Förderjahr 2023 / Stipendien Call #18 / ProjektID: 6747 / Projekt: DEMon
In order to test decentralized communication systems, it is necessary to emulate or simulate the participating nodes. In my work, it is primarily about emulating the systems in order to investigate scalability and other properties.
In order to guarantee the scalability of the systems, a framework was created that automatically generates any number of pods with the desired functionality using Kubernetes based on previously defined configurations. A pod can be seen as an independent IoT device that executes the DEMon prototype. In my experiments with Kubernetes, up to 150 such pods are created, which then exchange information about system properties (such as remaining memory and processor capacities). Each pod has a list of the other pods stored in the system and selects the next communication partner at random. This gossip-based principle of randomness helps to eliminate dependencies on specific pods that rulesets (other algorithms) would entail and ensures that the DEMon prototype is extremely robust to topology changes and failures. The core variables of the configuration are as follows:
- System size: Depending on how large a system is, the communication variables change accordingly: The time and number of messages until information in systems is intuitively related to the system size itself. Scalability describes how a method performs with different (increasing) system sizes.

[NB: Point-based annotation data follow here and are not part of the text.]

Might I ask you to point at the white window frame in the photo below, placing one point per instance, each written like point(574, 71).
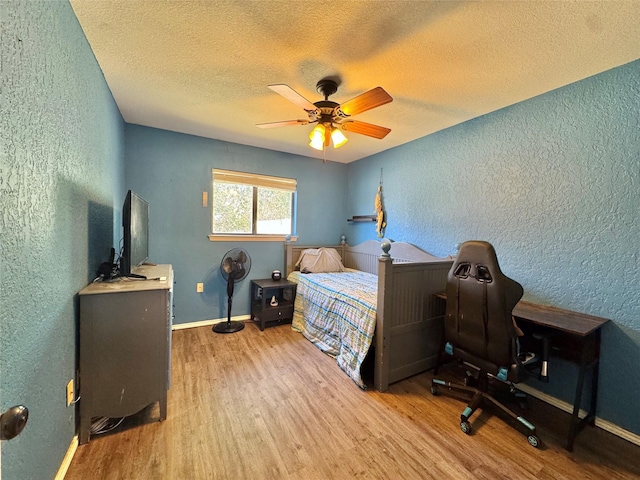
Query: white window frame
point(254, 180)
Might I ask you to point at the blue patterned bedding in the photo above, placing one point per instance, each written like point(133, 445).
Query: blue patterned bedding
point(337, 312)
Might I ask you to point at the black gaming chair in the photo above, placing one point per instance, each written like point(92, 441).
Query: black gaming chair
point(480, 332)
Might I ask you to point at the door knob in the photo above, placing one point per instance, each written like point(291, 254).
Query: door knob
point(13, 421)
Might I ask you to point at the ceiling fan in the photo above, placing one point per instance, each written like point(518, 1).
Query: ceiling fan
point(331, 117)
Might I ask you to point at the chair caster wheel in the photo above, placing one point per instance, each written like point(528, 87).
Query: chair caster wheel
point(465, 427)
point(533, 441)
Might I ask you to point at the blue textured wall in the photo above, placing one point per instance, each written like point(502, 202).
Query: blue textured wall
point(171, 170)
point(62, 167)
point(554, 184)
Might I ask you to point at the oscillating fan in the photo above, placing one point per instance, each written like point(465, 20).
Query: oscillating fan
point(234, 267)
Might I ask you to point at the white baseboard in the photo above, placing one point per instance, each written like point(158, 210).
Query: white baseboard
point(204, 323)
point(66, 461)
point(567, 407)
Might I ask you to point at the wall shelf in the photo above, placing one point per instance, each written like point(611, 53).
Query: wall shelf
point(363, 218)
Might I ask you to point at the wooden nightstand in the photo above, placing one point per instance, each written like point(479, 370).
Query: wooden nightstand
point(263, 292)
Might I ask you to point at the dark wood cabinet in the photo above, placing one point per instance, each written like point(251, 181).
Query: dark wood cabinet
point(125, 346)
point(272, 301)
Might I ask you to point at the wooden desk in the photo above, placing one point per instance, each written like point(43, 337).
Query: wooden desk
point(580, 333)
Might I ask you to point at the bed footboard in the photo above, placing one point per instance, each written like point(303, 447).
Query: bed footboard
point(408, 329)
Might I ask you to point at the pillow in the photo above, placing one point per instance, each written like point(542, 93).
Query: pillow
point(320, 260)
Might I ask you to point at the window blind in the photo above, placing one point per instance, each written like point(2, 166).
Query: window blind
point(229, 176)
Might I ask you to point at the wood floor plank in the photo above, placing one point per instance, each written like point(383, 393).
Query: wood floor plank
point(269, 405)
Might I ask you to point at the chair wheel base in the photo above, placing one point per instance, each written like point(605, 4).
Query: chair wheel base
point(534, 441)
point(465, 427)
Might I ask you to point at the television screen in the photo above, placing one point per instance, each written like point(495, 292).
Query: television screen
point(135, 223)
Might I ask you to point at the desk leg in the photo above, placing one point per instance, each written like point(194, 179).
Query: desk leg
point(589, 361)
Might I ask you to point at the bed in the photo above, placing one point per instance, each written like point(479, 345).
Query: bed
point(398, 329)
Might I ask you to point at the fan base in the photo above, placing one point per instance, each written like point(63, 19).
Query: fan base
point(228, 327)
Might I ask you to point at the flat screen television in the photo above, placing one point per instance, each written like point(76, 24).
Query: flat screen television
point(135, 223)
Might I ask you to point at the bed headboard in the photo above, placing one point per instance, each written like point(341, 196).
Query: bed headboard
point(363, 256)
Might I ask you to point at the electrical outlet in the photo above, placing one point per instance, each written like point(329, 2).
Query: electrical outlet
point(70, 392)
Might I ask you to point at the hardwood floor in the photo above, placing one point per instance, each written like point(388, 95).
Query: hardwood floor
point(270, 405)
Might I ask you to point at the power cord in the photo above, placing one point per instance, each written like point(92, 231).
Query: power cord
point(104, 424)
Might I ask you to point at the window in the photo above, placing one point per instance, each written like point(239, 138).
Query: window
point(250, 206)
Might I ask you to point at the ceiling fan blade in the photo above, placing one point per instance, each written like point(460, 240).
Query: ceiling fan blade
point(282, 124)
point(290, 94)
point(368, 100)
point(364, 128)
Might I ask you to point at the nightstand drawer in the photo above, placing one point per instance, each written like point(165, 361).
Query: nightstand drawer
point(280, 312)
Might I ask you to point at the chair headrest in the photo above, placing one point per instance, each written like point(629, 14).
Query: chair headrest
point(476, 259)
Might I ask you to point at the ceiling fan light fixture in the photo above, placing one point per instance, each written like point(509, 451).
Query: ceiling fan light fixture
point(317, 137)
point(338, 138)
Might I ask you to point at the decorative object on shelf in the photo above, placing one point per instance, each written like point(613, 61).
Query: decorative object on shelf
point(363, 218)
point(235, 266)
point(379, 209)
point(386, 246)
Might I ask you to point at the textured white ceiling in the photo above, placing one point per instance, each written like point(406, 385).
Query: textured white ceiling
point(202, 67)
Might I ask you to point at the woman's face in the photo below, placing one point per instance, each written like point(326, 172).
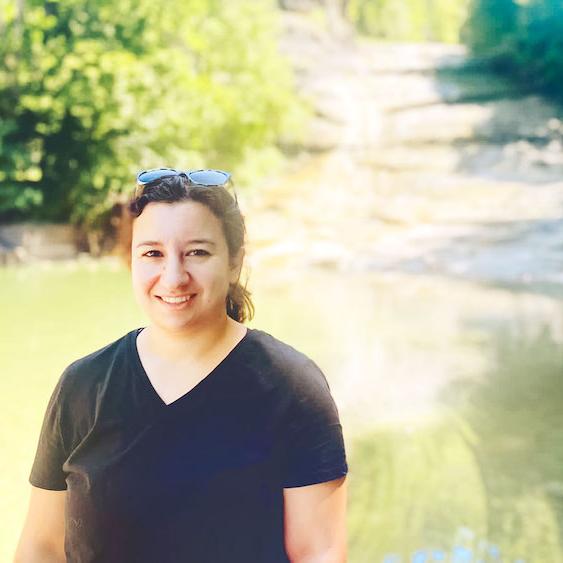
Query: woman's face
point(180, 265)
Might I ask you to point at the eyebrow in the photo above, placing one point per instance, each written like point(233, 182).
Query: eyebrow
point(193, 241)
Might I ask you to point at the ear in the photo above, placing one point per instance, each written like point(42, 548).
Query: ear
point(236, 266)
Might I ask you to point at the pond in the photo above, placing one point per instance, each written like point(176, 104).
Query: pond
point(450, 395)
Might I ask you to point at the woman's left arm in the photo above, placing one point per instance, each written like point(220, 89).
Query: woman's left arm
point(315, 522)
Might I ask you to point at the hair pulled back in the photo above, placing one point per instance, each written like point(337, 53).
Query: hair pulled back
point(221, 203)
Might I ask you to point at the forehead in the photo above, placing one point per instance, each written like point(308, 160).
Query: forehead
point(176, 221)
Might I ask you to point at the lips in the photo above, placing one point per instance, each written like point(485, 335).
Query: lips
point(176, 301)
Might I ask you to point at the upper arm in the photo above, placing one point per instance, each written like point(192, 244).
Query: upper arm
point(44, 527)
point(315, 521)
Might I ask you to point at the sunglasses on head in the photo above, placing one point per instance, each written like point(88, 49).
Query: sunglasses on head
point(204, 178)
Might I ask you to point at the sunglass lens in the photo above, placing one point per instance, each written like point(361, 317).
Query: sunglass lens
point(152, 175)
point(209, 177)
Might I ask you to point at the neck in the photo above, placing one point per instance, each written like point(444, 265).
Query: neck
point(183, 345)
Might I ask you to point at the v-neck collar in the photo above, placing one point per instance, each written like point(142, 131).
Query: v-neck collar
point(197, 390)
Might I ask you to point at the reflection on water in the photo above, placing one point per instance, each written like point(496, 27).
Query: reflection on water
point(452, 403)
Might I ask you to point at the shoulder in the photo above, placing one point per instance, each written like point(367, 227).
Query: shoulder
point(282, 363)
point(89, 371)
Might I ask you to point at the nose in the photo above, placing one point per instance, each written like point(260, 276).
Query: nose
point(174, 273)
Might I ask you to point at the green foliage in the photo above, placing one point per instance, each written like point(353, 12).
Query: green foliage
point(523, 38)
point(93, 90)
point(409, 20)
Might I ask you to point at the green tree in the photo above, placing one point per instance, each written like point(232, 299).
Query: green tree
point(523, 39)
point(93, 90)
point(409, 20)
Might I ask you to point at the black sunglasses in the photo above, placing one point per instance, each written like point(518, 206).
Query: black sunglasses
point(203, 178)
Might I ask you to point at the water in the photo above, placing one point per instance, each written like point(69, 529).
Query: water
point(449, 394)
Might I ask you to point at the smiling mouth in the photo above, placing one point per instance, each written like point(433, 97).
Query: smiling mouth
point(175, 300)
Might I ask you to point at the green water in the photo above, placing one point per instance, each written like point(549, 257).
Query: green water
point(450, 396)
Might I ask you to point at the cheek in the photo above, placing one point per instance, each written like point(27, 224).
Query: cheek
point(142, 275)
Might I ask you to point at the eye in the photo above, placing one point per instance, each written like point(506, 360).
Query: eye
point(198, 252)
point(152, 253)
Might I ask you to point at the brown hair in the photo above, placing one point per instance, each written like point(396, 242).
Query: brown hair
point(221, 203)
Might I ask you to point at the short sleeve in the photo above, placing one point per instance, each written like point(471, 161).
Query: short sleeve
point(314, 444)
point(47, 470)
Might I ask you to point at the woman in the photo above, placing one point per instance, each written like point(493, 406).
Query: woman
point(194, 439)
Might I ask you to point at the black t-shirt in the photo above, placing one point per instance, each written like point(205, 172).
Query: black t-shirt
point(199, 480)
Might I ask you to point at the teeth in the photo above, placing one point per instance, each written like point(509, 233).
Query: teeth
point(176, 299)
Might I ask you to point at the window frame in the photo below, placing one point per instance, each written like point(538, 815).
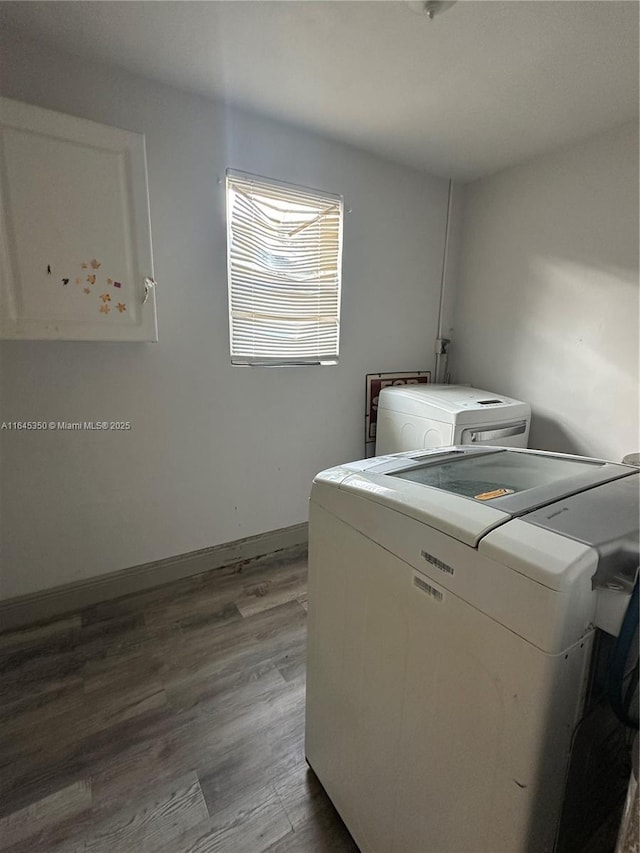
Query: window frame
point(333, 200)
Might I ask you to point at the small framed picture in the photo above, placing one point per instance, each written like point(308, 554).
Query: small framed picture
point(375, 383)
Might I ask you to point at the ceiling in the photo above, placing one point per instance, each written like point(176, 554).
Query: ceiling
point(482, 86)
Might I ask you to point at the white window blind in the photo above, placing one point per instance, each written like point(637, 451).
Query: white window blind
point(284, 248)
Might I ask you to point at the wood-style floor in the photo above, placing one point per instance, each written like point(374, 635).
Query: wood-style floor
point(170, 721)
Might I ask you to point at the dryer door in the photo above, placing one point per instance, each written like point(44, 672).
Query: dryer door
point(514, 434)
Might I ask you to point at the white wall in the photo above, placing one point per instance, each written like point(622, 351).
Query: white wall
point(547, 298)
point(216, 452)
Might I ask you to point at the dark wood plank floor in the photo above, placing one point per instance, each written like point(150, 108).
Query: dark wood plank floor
point(170, 721)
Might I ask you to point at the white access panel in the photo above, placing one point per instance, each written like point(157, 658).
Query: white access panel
point(75, 237)
point(432, 726)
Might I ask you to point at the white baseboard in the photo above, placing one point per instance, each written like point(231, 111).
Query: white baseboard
point(49, 603)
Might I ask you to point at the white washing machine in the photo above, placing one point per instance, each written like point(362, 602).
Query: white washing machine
point(453, 600)
point(412, 417)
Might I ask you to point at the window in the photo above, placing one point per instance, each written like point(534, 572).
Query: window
point(284, 247)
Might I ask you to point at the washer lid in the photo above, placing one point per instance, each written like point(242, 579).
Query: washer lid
point(608, 519)
point(467, 491)
point(512, 480)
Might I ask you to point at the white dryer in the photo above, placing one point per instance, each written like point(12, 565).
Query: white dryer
point(412, 417)
point(453, 600)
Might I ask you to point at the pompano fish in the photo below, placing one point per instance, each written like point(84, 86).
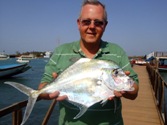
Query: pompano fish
point(86, 82)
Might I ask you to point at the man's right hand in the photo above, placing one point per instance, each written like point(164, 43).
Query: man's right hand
point(54, 95)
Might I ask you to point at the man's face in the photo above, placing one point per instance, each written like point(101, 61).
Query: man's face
point(91, 23)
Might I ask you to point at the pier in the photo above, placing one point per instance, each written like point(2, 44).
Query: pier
point(144, 109)
point(149, 108)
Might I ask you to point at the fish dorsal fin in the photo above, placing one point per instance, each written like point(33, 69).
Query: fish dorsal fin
point(81, 107)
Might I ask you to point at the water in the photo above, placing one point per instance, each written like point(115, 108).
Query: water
point(31, 78)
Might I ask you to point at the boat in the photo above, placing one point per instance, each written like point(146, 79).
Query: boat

- Number of conversation partners: As mentioned above, a pod randomly selects another node to communicate its own and additionally stored information from others to this other node. This number can be changed. In future it will be referred to as the gossip count. As intuitively assumed, an increase in the gossip count inevitably leads to an acceleration in the spread of information.
- Waiting time between conversations: As the establishment of a new communication with other participants is a cyclical event, the waiting time between messages can be changed here: Shortening it leads to an acceleration and lengthening it decelerates the exchange of information. This waiting time is known as the gossip rate and the number of cycles already completed is known as the round or gossip round.
The question now arises as to how we can capture and quantify the "information" of a system: There are of course different ways to do this. For me, since we are dealing with a monitoring system, the following are the most important:
- Convergence: We describe a system as converged as soon as all participants have received at least one piece of information from every other participant. (Please note that the exchange of information behaves transitively: If A receives a message from B and then sends a message to C, C now stores information from A as well as from B).
- Age of information: Since the monitoring data we record is time-stamped, the "age" of the information can be measured at any time by comparing it with the current system. If we now receive the status (data) of another randomly selected participant, how up-to-date is this data seen via the system?